What is your advice to the young artists that want to portray Venice?
The first time I came here in Venice, I was a young student and I thought “ I don’t want to represent all those famous places that every single artist has already drew”, so I started to paint the most hidden corners of the city, from the narrow ways, up to the unknown little squares. You can’t go to Venice and, for example, plan to paint just San Marco, because, as soon as you turn the corner, you will find new magnificent places, that you can’t postpone; you have to take the chance and paint it right there, it’s all about sensations and emotions that you have to express in that moment. If you go to Venice, don’t do it with the aim of analyze the buildings, the arts or the architecture, just go and soak the city up, breathe it and live it, because this is a labyrinth of emotions and there is always something new to discover.
Talking about young artists, you became also a big inspiration for them. But, what are your inspirations?
With my experience, I am now able to guide some new artists and help them to find their path. The RA (Royal Academy) gave me also the possibility, together with other artists, to create my own palette of colors, which represent my personality and everything that affects me. In my paintings, in fact, you can barely see all those people and artists that inspired me, such as Lucian Freud ( Freud’s grandson), Monet and James Corrow, but also the Italian ones, Morandi, Campigli and Manzoni painters.
What are your techniques? Tell us about your style.
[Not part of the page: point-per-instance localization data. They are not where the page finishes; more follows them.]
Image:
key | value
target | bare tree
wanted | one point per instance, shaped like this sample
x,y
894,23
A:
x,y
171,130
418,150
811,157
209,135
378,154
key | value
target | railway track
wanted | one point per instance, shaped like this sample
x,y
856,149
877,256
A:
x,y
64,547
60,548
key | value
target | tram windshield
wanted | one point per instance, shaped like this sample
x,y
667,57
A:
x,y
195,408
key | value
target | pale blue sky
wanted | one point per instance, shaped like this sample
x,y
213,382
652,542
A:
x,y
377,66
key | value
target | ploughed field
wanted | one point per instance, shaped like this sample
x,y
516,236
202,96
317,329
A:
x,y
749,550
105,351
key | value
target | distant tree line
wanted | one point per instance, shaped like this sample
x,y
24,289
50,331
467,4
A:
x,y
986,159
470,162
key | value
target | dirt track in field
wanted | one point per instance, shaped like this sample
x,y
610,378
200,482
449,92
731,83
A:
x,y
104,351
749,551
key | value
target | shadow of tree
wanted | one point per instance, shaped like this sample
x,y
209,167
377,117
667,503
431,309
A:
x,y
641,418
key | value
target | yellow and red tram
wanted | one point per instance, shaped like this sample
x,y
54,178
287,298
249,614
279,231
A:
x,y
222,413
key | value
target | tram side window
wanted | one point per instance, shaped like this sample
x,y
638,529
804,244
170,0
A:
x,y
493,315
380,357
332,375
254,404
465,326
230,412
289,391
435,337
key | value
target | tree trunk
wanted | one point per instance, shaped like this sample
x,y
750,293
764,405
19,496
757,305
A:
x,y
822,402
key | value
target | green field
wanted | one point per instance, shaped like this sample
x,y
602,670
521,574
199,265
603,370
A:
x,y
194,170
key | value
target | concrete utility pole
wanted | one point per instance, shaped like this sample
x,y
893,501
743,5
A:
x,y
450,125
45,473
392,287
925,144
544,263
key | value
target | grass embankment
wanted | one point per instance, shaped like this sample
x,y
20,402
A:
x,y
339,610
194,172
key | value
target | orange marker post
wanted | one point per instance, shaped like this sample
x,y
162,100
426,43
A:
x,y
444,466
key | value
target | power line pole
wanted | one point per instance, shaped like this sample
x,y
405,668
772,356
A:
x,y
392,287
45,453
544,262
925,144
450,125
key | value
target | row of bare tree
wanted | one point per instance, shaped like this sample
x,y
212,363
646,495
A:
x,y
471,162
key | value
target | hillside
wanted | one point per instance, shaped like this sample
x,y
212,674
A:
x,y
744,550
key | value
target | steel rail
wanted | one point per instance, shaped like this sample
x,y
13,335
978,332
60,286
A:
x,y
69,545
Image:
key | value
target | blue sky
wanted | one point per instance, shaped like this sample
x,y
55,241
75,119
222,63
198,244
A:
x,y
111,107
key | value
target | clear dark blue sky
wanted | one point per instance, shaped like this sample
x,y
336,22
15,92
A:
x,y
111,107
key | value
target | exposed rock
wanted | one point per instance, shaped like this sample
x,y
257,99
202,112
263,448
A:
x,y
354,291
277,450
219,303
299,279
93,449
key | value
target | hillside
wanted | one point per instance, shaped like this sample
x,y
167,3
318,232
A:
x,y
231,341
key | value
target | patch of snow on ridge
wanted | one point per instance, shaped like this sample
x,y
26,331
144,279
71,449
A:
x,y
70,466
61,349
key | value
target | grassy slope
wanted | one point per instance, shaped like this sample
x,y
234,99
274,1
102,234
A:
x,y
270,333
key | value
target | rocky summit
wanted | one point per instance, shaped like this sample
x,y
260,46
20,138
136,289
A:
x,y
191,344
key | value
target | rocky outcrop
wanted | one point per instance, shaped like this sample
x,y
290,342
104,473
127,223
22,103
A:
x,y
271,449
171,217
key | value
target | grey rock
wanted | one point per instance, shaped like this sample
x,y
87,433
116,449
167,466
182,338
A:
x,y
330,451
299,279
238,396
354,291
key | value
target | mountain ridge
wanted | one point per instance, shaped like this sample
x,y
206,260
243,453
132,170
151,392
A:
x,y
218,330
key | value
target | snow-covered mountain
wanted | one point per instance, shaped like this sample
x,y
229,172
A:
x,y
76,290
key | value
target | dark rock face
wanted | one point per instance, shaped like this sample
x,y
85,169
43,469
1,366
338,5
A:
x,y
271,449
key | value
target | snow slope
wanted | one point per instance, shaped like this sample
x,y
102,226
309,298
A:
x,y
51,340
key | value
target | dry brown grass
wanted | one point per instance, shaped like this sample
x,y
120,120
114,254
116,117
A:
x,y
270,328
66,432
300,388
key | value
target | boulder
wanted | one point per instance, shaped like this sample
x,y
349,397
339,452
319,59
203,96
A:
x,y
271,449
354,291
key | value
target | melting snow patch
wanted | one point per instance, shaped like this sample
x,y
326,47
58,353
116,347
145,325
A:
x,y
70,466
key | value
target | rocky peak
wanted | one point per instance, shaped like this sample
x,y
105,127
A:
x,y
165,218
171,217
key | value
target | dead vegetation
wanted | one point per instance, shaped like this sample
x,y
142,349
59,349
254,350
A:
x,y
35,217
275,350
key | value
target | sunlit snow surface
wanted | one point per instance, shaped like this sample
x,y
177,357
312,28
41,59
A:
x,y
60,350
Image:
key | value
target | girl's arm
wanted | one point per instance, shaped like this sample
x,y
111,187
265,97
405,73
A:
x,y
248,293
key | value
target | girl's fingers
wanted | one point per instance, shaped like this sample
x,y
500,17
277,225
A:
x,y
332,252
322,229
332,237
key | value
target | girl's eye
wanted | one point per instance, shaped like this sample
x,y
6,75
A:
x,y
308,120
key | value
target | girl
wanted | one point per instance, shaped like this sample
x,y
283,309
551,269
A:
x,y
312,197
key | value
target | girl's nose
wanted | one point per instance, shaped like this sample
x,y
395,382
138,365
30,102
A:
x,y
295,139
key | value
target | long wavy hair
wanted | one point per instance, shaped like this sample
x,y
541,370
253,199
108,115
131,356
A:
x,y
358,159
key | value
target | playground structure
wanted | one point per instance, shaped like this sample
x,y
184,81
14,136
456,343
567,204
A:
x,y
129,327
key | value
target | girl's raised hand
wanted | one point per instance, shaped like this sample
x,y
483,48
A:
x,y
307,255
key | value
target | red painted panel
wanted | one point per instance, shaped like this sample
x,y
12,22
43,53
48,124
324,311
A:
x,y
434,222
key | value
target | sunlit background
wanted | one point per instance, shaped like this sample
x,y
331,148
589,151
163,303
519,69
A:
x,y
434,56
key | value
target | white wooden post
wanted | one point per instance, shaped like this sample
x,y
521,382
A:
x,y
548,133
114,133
I describe myself as a “Silver painter”: I always use neutral colors, I have my personal range of shades, other painters have their own, it’s a matter of “language”: it is based on your personality and the circumstances around you. Colors show what you are, for this reason, the first thing an artist has to do is finding his own language. Moreover, I like to make a little contrast, by putting some warm spots in my paintings, to lift up my works. I love to paint in winter: you can see the structure of the trees and the sequences of contrasts, the contre-jour effect made by the lights; to me, working through tone is important, the relationship between the natural light of the sky and the shadow of the buildings is something that excites me. It is not that easy to make a work, as you have to paint quickly, but, you know, you give your best when you paint completely intuitively, when you have the sensation of being touched: art is about being touched, and I think I am “the last impressionist”.